Another document that every landlord must use is a lease. A lease will provide for attorney’s fees and late fees and provide grounds for evicting the tenant if they do not comply with the clauses mentioned in the lease. This protects the landlord by clearly stipulating the rules the tenant is expected to follow.
Finally, move-in/move-out checklists are important in the event that the tenant damages or appropriates something during their tenancy. A move-in/move-out checklist is a list in which you note the condition of the apartment before and after they move in. Additionally, you may also take accompanying pictures of your property before renting it out to add to your records. This list and these records are helpful if the tenant has caused damage to the property and is refusing to acknowledge it.

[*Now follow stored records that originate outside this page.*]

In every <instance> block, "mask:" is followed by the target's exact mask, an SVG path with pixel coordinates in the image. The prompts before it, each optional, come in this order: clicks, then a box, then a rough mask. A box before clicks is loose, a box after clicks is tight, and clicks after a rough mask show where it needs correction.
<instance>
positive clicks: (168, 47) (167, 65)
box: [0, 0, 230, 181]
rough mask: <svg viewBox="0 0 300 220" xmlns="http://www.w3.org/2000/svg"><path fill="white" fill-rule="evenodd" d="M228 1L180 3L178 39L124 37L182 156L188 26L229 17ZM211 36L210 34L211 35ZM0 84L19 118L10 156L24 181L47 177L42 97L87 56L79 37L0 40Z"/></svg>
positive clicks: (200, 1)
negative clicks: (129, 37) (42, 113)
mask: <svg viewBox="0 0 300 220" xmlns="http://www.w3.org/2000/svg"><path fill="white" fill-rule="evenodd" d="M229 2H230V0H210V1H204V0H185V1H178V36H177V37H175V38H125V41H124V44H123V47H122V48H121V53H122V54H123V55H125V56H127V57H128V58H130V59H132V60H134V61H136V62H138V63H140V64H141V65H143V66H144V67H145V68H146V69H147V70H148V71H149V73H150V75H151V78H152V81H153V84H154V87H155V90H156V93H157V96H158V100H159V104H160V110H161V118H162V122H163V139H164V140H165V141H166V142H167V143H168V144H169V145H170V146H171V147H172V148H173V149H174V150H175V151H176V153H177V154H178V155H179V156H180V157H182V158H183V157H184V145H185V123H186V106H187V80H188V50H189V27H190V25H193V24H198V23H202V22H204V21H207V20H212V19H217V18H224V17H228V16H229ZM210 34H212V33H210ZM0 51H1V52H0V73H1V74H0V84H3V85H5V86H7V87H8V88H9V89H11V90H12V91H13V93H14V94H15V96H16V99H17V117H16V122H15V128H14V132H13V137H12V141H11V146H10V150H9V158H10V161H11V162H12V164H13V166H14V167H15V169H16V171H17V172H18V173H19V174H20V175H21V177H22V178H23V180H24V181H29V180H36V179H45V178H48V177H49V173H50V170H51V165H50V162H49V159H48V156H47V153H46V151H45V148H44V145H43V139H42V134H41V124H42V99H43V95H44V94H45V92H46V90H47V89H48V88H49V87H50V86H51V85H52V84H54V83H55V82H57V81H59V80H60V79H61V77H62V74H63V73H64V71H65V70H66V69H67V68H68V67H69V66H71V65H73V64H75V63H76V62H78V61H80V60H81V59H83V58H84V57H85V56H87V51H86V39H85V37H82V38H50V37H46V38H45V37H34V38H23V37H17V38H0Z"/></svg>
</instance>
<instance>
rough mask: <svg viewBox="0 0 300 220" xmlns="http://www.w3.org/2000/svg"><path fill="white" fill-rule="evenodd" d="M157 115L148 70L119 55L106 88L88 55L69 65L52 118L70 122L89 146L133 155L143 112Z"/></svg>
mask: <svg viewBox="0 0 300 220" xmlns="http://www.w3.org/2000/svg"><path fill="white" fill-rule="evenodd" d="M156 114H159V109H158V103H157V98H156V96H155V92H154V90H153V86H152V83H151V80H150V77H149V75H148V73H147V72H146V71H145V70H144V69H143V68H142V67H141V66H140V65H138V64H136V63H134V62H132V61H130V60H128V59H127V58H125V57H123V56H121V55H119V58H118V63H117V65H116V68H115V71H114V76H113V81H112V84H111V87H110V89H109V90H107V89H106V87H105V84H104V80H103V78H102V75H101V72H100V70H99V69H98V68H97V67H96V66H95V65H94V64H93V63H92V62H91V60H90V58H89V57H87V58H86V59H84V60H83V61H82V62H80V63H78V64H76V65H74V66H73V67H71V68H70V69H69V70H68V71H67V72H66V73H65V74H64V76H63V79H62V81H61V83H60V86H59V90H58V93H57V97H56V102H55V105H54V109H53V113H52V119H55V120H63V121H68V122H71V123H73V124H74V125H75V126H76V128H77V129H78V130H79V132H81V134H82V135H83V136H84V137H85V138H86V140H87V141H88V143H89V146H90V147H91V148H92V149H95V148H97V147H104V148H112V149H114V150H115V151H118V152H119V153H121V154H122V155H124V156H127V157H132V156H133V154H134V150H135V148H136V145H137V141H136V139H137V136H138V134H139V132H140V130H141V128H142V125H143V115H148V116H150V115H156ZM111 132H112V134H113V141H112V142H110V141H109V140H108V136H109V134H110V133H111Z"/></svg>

- You should be using a rental application, a lease and a move-in/move-out checklist.
- These documents are for your protection for dishonest and irresponsible tenants.
4. Can I Refuse to rent to a Tenant Who Has an Emotional Assistance Pet?
You might have a strict no-pets clause in your lease. However, whether or not this clause includes emotional assistance pets also is a separate issue. As a landlord-tenant attorney, my opinion is that tenants with emotional assistance pets be exempt from a no-pets clause. Refusal to rent to a tenant with an emotional assistance pet can result in discrimination charges. This is especially so if the tenant has a note from a doctor or a therapist saying that they need an animal companion for their emotional assistance. Do note, however, that this is different from a specially trained service dog.
- It is unwise to refuse to rent to a tenant who has an emotional assistance pet.
- If the tenant has a note from a doctor or therapist, your refusal could result in discrimination charges.
5. What Happens if My Tenant Dies?
Landlords rarely anticipate such an unfortunate and tragic event. However, it happens more often than you would like to believe and it is essential to prepare for such an eventuality. In the event that a tenant dies, you should first restrict grant access to the apartment to anyone unless they provide a certificate from the court that they are an administrator of the estate, executor of the estate, or the county public administrator. Secondly, you should file a claim against the estate if an executor or an administrator is appointed to recover your lost rent and damages to the apartment.
- Restrict apartment access to only authorized person.
- File a claim against the estate to recover lost rent and damages.